A report published in July, 2013 in the Proceedings of the National Academy of Sciences USA, shows that to make healthy sperm, mice must have genes that enable the sense of taste. Sperm have been shown to host bitter-taste receptors and smell receptors, which most likely sense chemicals released by the egg. But the idea that such proteins might function in sperm development is new. Elsewhere researchers have found taste and smell receptors in the body that help to sense toxins, pick up messages from gut bacteria or foil pathogens. This opens up a whole world of alternative uses of these genes. When we assign functions to genes, it is a very narrow view of biology. Probably for every molecule that we assign a specific function to, it is doing other things in other contexts. If anyone bothered to read the ancient system of Medicine Ayurveda or properly interpret Mundaka Upanishadic dictums “annaat praano”, they will be surprised to rediscover the science that is indicated through the latest data. We are not discussing it here due to space constraint. There are many such examples. Instead of looking outward to data, let us look inward and study the objects and develop the theories (many of which have become obsolete) afresh based on currently available data. The mind-less data-chase must stop.
THE WAY AHEAD:
Theory without technology is lame. Technology without theory is blind. Both need each other. But theory must guide technology and not the opposite. Nature provides everything for our sustenance. We should try to understand Nature and harmonize our actions to natural laws. While going for green technology, we must focus on the product that we use, than on the packaging that we discard. As per a recent study, in
people waste 60% of the food they buy to eat while others go hungry. Necessity
and not idea should lead to creation of a product. Minimizing waste is also
green. Only products that are really not essential for our living need
advertisement. The concept of every business is show business must change.
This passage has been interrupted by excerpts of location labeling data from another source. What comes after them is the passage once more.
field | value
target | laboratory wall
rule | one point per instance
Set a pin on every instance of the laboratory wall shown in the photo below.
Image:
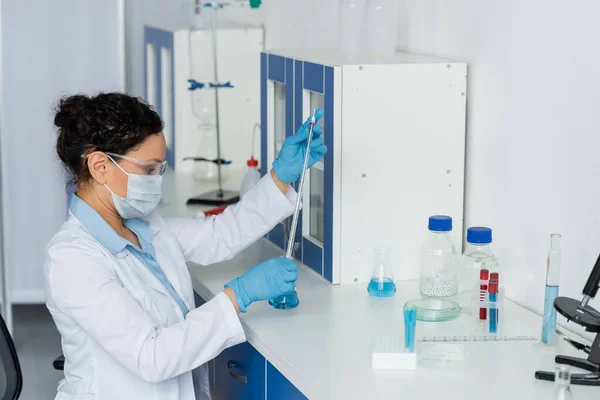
(50, 49)
(533, 93)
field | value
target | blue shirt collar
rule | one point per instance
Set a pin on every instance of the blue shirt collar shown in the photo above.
(102, 231)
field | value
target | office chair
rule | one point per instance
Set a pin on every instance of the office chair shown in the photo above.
(11, 379)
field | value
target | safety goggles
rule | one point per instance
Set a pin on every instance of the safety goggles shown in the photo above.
(150, 167)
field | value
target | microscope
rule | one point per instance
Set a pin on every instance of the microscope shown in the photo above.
(588, 317)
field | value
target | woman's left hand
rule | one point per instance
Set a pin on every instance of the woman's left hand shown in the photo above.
(289, 163)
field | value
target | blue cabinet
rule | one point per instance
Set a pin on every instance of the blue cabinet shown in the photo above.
(239, 373)
(277, 123)
(279, 388)
(242, 373)
(307, 86)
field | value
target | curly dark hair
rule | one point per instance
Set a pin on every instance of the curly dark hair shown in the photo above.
(109, 122)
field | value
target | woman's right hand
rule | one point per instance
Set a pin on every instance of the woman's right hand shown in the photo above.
(265, 281)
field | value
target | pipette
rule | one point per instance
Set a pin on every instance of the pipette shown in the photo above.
(292, 237)
(290, 300)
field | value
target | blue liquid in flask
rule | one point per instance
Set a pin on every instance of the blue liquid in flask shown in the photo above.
(549, 325)
(381, 288)
(285, 302)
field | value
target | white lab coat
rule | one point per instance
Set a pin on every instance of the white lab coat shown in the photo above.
(123, 335)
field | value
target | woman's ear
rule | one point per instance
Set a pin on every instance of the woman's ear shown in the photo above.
(97, 163)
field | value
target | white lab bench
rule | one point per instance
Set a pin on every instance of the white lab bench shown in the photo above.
(324, 346)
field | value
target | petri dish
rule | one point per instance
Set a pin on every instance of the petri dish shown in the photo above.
(434, 310)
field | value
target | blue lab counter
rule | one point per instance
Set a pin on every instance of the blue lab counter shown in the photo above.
(322, 349)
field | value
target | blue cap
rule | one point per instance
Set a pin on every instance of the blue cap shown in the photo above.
(440, 223)
(479, 235)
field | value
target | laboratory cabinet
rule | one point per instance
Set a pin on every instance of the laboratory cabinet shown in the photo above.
(180, 83)
(395, 133)
(242, 373)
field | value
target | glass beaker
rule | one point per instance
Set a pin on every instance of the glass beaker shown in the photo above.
(382, 281)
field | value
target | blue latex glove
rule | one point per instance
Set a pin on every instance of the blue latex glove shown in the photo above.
(264, 281)
(288, 166)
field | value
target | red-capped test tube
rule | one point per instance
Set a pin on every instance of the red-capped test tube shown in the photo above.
(483, 288)
(493, 298)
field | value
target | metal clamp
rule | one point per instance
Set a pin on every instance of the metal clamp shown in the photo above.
(240, 378)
Product liability laws should be strengthened; specifically in FMCG sector. But
what is the way out when economic and military considerations drive research? We
propose an approach as follows:
· The cult of incomprehensibility and reductionism that rules science must end and trans-disciplinary research values inculcated. Theory must get primacy over technology. There should be more seminars to discuss theory with feedback from technology. Most of the data collected at enormous cost are neither necessary nor cost effective. This methodology must change.
· The superstitious belief in ‘established theories’ must end and truth should replace fantasy. We have given alternative explanations of ten-dimensions, time dilation, wave-particle duality, superposition, entanglement, dark-energy, dark matter, inflation, etc, before international scientific forums with macro-examples without cumbersome mathematics, while pointing out the deficiencies in many ‘established theories’. Those views have not yet been contradicted.
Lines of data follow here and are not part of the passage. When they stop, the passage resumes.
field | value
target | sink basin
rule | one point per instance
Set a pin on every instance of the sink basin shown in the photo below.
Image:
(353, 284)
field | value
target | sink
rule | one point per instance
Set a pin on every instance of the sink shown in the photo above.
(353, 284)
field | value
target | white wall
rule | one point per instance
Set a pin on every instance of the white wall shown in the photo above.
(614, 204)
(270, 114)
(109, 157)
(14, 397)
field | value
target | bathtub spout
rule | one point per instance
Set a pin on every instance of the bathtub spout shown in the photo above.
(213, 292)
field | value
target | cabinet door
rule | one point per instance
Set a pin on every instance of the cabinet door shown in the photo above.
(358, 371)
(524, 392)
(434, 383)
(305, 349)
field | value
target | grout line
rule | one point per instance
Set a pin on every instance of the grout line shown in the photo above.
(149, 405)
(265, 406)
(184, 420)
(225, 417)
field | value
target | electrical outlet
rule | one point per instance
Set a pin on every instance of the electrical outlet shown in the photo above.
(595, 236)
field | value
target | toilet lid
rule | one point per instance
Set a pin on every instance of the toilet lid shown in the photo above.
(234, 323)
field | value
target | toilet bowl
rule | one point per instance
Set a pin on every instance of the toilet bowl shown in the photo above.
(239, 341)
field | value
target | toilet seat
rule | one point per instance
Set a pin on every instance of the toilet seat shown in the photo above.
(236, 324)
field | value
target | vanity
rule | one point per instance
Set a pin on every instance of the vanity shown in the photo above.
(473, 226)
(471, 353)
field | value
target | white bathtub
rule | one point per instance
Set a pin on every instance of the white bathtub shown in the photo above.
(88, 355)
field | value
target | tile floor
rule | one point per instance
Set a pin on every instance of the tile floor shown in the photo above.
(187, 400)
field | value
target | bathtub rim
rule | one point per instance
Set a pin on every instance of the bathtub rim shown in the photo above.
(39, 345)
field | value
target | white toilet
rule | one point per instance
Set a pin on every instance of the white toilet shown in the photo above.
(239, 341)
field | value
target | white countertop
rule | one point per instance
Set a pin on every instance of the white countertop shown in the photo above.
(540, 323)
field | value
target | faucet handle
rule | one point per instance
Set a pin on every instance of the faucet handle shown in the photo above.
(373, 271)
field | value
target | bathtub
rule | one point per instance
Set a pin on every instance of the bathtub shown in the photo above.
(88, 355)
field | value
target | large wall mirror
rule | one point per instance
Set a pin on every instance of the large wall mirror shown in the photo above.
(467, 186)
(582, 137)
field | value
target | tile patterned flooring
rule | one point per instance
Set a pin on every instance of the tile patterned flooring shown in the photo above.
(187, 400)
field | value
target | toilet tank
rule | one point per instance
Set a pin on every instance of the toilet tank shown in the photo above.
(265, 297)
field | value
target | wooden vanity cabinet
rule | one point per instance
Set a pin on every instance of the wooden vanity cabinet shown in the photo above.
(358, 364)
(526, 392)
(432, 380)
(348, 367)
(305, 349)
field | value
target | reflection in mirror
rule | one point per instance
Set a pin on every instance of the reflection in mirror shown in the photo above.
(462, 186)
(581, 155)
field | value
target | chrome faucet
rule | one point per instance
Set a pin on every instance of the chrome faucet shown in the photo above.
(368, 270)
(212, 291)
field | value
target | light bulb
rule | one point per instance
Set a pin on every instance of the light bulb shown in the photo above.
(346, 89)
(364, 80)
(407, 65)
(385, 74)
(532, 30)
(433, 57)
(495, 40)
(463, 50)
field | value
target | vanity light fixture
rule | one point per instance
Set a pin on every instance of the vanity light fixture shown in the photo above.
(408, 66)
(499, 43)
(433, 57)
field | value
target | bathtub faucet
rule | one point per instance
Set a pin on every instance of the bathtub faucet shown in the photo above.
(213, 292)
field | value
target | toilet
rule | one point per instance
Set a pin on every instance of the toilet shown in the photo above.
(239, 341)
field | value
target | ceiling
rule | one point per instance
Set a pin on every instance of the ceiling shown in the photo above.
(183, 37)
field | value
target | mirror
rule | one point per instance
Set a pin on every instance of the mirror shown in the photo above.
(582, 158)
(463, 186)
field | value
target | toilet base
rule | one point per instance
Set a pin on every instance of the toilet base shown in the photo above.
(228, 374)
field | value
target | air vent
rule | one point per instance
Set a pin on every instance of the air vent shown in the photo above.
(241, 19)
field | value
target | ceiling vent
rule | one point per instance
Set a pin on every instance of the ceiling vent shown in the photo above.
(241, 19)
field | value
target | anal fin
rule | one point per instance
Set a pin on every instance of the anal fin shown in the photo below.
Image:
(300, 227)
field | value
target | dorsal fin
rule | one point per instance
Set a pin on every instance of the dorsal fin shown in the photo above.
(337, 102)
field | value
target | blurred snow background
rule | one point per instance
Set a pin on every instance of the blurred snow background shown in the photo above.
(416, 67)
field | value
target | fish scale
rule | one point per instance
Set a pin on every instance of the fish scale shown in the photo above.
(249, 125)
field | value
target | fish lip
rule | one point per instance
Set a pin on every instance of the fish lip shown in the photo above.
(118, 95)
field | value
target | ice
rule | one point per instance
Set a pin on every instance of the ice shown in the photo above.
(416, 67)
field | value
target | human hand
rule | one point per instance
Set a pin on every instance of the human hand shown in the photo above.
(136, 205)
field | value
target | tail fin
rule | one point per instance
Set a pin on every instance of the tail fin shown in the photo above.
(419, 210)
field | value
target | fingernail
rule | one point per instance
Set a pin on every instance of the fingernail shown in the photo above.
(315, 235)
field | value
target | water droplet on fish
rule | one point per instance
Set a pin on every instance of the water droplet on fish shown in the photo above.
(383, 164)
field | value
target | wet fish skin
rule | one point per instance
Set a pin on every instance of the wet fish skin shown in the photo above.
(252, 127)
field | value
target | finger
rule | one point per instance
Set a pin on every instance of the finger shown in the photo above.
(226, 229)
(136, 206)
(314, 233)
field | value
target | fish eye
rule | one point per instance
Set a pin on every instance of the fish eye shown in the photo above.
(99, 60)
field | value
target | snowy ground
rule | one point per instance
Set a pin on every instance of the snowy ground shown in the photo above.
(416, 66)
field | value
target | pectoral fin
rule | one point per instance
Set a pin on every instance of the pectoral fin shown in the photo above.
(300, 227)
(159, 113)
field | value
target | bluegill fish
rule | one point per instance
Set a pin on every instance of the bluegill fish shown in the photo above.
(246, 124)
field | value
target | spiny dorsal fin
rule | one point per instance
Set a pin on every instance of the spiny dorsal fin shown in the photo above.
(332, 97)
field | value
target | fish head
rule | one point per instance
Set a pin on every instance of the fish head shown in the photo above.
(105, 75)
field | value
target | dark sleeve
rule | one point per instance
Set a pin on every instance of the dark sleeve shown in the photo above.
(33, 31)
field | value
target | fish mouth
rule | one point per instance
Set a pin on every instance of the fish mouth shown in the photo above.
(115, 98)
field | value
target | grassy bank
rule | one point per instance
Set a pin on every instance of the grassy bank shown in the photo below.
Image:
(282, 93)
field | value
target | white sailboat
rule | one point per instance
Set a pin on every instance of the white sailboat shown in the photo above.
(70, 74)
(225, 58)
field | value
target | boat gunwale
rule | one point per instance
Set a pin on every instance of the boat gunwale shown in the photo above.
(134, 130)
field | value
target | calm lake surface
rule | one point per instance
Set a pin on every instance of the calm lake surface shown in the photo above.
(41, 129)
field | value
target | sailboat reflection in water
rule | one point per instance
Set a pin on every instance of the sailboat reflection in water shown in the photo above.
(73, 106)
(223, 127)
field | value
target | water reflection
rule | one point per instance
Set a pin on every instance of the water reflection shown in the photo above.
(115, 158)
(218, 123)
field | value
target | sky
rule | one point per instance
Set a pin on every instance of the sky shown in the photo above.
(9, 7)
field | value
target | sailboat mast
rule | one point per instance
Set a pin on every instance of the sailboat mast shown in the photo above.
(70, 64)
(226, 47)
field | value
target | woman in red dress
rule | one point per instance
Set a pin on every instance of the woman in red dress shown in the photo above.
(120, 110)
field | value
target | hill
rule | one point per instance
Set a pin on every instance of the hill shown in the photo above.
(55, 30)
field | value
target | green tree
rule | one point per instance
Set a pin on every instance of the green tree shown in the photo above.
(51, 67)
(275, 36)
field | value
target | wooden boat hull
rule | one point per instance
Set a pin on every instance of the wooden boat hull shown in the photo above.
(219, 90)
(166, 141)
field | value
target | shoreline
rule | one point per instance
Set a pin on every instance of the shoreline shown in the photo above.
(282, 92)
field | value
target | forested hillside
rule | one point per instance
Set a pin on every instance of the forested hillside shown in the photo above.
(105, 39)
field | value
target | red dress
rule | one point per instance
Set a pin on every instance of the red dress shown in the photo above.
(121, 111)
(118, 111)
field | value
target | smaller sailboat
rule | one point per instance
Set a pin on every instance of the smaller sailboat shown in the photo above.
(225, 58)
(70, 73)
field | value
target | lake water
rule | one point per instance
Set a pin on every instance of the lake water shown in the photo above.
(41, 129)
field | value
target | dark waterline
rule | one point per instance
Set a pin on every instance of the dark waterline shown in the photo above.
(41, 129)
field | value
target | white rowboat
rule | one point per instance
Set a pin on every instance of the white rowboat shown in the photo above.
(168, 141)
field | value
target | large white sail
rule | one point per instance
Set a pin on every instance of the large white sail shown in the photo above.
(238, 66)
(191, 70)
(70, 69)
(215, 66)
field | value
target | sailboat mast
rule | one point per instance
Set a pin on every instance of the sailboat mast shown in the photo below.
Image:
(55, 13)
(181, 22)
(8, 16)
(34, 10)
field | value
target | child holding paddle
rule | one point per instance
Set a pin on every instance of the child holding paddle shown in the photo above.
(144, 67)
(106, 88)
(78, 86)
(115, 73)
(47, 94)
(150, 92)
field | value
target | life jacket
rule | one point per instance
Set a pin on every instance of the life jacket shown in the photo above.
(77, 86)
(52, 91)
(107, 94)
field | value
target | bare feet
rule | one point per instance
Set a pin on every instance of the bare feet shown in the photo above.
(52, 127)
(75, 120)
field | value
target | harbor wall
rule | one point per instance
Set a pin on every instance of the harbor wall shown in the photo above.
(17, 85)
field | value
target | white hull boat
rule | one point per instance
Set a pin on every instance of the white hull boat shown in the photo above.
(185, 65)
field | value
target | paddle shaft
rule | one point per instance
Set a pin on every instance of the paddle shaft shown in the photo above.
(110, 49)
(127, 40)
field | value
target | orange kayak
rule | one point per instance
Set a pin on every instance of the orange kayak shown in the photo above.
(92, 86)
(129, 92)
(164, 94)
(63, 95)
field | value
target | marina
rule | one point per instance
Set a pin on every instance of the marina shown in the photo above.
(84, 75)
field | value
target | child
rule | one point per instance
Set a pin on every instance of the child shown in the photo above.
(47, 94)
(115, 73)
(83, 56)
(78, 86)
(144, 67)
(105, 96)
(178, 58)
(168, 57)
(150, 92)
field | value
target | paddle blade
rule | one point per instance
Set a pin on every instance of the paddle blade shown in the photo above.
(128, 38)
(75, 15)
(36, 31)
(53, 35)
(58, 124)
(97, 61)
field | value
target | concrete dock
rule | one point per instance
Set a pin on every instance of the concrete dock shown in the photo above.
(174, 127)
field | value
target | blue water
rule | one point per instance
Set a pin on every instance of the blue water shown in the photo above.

· To overcome economic and military pressure, International Conventions on important areas like the Minamata Mercury Convention should be held regularly for other problem areas under the aegis of UNESCO or similar International bodies.
· There is no need to go high-tech in all fields. We should think out of box. Traditional knowledge is a very good source of information (most herbal product companies use it successfully). If we analyze these scientifically without any bias, we can get lot of useful inputs.
· General educational syllabus must seek to address day-to-day problems of the common man. Higher education should briefly integrate other related branches while focusing on specialization.
· Technologist is a honorable term. But stop calling them scientists.
N.B.: Here we have used ancient concepts with modern data.